|Ph.D Student||Voitsechov Dani|
|Subject||MT-CGRA: Multithreaded Coarse Grained Reconfigurable- A Fast|
and Energy Efficient Alternative for GPGPUs
|Department||Department of Electrical Engineering||Supervisor||Professor Yoav Etsion|
|Full Thesis text|
Over the last
decade, GPUs have been successfully deployed to accelerate a wide array of
highly parallel general purpose applications ranging from machine learning
tasks such as image classification, speech recognition and natural language
processing to complex mathematical computations such as Gaussian elimination
and matrix multiplication. These massively parallel processors are capable of
achieving high computational throughput while maintaining high power
efficiency. Nevertheless, existing GPUs employ a von-Neumann compute engine
and, therefore, suffer from the model's power inefficiencies.

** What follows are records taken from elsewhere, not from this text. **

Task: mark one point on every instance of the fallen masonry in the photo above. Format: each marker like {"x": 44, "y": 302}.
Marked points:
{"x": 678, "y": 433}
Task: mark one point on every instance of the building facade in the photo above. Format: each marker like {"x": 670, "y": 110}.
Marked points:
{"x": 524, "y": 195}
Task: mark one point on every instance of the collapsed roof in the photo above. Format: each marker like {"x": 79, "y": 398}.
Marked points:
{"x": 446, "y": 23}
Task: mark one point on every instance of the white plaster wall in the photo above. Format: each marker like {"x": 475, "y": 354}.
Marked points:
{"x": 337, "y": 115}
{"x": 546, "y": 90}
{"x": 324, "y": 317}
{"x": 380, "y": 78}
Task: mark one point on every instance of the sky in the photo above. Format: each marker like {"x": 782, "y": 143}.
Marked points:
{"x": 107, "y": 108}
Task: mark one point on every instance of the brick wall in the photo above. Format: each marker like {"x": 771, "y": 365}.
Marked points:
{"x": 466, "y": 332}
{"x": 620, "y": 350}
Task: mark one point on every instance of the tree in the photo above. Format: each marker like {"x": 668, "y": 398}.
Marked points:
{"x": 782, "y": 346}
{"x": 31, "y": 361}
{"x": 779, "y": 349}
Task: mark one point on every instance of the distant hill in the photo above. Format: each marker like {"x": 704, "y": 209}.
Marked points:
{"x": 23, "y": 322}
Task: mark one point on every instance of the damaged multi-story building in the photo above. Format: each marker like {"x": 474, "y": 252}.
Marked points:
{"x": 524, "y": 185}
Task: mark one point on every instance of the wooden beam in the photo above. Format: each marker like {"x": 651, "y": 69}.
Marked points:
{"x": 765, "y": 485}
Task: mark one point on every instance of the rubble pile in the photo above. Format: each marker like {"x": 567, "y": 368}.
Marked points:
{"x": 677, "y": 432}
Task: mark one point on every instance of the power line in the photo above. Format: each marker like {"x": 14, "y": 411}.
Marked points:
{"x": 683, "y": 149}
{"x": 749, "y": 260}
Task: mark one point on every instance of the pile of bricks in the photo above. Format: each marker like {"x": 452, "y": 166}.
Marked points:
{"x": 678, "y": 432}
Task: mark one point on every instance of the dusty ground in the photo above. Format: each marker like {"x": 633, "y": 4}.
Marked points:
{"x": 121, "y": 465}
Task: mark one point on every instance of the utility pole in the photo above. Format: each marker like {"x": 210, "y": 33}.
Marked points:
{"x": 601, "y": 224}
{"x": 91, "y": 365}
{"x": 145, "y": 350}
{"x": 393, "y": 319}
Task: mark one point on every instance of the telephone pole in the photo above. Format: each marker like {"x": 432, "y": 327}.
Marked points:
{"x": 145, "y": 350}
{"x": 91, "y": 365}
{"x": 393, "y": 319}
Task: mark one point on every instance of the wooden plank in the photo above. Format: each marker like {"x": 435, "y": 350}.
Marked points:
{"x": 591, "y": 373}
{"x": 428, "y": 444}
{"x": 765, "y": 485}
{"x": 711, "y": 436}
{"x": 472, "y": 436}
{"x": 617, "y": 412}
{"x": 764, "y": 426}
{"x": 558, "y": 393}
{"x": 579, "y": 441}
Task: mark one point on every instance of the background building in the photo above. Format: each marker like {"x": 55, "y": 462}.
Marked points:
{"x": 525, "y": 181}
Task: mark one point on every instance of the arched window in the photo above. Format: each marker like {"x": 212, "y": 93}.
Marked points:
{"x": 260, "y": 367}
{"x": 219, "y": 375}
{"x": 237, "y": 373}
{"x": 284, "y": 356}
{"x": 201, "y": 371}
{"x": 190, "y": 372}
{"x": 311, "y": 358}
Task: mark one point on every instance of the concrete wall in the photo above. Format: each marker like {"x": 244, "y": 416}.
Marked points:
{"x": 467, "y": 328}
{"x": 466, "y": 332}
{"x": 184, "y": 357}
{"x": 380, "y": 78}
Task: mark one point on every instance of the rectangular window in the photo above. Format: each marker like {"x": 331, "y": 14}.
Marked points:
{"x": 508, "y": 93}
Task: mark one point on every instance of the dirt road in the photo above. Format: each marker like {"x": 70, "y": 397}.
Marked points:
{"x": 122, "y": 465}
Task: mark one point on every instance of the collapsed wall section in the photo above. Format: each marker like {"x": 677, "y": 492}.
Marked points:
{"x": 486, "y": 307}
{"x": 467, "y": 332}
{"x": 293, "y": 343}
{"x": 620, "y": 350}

This work presents a Multithreaded Coarse-grain Reconfigurable Architecture (MT-CGRA) that combines coarse-grain reconfigurable computing with static and dynamic dataflow to deliver massive thread-level parallelism. The CUDA-compatible MT-CGRA architecture is positioned as a fast and energy efficient design alternative for GPGPUs. The architecture maps a compute kernel, represented as a dataflow graph, onto a coarse-grain reconfigurable fabric composed of a grid of interconnected functional units. These functional units dynamically schedule instances of the same static instruction and thus enable streaming the data of multiple threads through the grid. The combination of statically mapped instructions and direct communication between functional units obviate the need for a full instruction pipeline and a centralized register file, whose energy overheads burden GPGPUs.
Our simulations of various CUDA benchmarks running on the new system show that MT-CGRAs provide an average speedup of 2.5x (13.5x max) and reduces system power by an average of 7x (33x max), when compared to an equivalent Nvidia GPGPU.